Okay. So far so good. Now, how to achieve it? With so many possible color combinations, where to start?
It’s simple: by the primary colors. Everything in this life begins with the acronym RYB (red, yellow and blue), adding black and white as the absence or total saturation of all colors. From the different shades that emerge, the color wheel or chromatic circle :
Another fundamental variable of the chromatic composition is the color temperature, divided into warm colors and cool colors. This is key in the cinema and I will explain later why.
With the combination of different tones (complementing each other, being verified) certain feelings and sensations are generated in the spectators. If you enter the page www.moviesincolor.com you will see hundreds of examples where the author displays the main color palette that make up different scenes from well known films and explains the chosen technique and the desired effect.
Table of Contents
- 1. The most basic: complementary color scheme
- 2. Basic but a bit more complex: combined color scheme
- 3 . Stress-free degradations: analog color scheme
- 4. It’s getting complicated: triadic color scheme
- 5. It’s getting seriously complicated: tetradic color scheme
To make it easier for you, I summarize the main and best known techniques:
1. The most basic: complementary color scheme
Works at contrast opposite colors on the color wheel . I say “contrast” but the ideal verb would be “complement”. Well,in this technique, each color meets its complementary pair.

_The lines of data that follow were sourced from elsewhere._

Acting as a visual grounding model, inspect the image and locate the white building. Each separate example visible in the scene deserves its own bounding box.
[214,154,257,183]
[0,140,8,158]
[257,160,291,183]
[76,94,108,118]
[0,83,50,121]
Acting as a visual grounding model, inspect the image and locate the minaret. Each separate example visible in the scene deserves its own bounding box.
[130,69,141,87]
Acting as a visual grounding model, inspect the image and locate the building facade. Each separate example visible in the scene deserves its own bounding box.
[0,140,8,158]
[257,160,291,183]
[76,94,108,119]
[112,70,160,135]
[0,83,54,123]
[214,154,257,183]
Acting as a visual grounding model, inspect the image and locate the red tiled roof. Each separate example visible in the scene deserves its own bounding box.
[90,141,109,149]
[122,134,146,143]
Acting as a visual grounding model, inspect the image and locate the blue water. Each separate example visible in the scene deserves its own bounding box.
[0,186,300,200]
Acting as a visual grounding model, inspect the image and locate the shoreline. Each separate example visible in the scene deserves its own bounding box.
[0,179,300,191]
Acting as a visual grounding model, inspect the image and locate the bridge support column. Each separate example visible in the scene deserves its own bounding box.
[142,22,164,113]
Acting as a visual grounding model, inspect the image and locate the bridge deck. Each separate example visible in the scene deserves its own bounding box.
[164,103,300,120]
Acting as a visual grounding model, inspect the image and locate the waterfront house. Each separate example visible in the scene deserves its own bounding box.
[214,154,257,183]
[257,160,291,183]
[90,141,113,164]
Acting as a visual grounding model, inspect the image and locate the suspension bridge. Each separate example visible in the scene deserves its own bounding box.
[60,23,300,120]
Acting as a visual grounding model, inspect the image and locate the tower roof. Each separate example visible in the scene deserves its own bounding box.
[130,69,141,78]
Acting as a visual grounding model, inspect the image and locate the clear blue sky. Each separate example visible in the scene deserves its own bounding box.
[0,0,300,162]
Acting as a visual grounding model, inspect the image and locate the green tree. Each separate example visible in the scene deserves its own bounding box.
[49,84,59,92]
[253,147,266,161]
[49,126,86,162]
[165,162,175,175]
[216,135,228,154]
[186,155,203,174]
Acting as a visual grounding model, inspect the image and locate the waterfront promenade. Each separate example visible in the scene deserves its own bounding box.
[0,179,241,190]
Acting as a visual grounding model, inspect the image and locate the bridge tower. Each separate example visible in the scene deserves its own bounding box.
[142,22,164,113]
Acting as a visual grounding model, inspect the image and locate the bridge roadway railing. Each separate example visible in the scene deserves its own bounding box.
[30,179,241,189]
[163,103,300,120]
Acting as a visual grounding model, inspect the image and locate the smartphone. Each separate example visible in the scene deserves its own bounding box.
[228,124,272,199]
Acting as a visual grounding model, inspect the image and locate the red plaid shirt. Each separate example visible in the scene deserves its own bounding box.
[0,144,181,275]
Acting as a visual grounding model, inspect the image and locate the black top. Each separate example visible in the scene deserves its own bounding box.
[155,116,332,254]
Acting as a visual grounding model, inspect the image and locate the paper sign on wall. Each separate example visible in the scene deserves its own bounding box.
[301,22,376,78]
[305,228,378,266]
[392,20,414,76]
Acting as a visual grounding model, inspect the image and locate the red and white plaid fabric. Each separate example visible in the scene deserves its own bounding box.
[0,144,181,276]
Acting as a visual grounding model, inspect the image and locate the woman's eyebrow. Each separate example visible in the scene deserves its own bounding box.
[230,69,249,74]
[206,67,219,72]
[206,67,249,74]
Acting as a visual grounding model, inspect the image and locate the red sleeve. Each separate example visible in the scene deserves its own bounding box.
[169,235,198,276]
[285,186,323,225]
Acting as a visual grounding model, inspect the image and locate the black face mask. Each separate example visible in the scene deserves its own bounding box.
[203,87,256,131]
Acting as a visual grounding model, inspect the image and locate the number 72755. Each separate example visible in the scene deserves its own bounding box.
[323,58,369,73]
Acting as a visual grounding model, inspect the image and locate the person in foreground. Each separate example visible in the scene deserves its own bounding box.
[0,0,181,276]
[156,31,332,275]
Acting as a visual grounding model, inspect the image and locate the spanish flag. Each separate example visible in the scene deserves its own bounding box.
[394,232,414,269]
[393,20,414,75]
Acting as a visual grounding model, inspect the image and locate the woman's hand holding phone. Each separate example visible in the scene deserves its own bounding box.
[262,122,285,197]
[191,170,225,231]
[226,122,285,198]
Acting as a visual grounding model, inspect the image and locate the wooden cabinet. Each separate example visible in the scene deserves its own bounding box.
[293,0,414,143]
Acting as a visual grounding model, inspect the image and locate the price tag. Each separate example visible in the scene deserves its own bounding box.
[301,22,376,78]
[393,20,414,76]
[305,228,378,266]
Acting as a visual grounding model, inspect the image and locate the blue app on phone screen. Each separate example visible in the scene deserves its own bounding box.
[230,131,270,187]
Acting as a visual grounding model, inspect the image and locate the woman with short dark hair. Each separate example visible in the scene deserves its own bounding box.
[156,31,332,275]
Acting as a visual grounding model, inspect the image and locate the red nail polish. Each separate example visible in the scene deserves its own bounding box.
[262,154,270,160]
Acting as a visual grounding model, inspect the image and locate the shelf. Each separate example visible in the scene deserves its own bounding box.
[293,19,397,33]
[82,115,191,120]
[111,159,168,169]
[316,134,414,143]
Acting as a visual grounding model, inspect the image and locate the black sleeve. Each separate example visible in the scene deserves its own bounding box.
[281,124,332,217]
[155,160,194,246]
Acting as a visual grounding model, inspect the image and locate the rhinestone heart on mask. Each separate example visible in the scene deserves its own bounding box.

A 1-1 relationship. And this is where the temperature factor is key: warm color meets cool color, creating immediate harmony in the painting , for instance Red and green :
It is simple but effective. Calms the view and arouses interest in the viewer. For a reason, it is the most general technique in movies.
2. Basic but a bit more complex: combined color scheme
It maintains the same logic of the contrast but adds one more variation: two opposite colors are integrated . The ratio would be 1-2.
This decreases the tension between both ends and generates more color variations of the same hue and temperature .
In this picture of House of Flying Daggers you can see the use of green, blue and orange:
3 . Stress-free degradations: analog color scheme
As you must have already guessed, analogous colors are in a very close position within the color wheel. They are derivations of the same family, so to speak.
Here again it is important to talk about temperature: Do you want to create a warm or cold atmosphere? To achieve this, the chromatic variations of a single. Consider a scene where snow is plentiful, as in Fargo, or in cold weather outdoor shots as in Into the wild :
4. It’s getting complicated: triadic color scheme
Three colors. One is prominent, the other two accentuate. Each color would be located in different places on the chromatic circle, that is, they would be spaced apart (some more than others, and there may be variations of the same color). It could be a 1-2 or 2-1 or 1-1-1 relationship. It’s a mess, but a beautiful mess that stimulates the eye and makes the image memorable . Only masters like Fellini have handled it perfectly:
5. It’s getting seriously complicated: tetradic color scheme
Now there are four colors. In this case in a 2-2 ratio: two close colors of the chromatic circle compared to two other opposite colors. The effect that is generated can be excessive, of extreme and complex harmony.
Here the objective is to create scenes that stimulate the viewer a lot, that awaken him, that dazzles him, something that usually happens to all of us when we enter a movie theater. I leave you a very colorful and festive example:
Understanding the use of these five color schemes is a starting point to identify the thousands of variants that may exist in the use of color in cinema and how these always impact our perception and invoke our “lighter” and “darker” feelings. (The joke is terrible… sorry, I couldn’t help it).
I hope you liked this article. Any comment is more than welcome.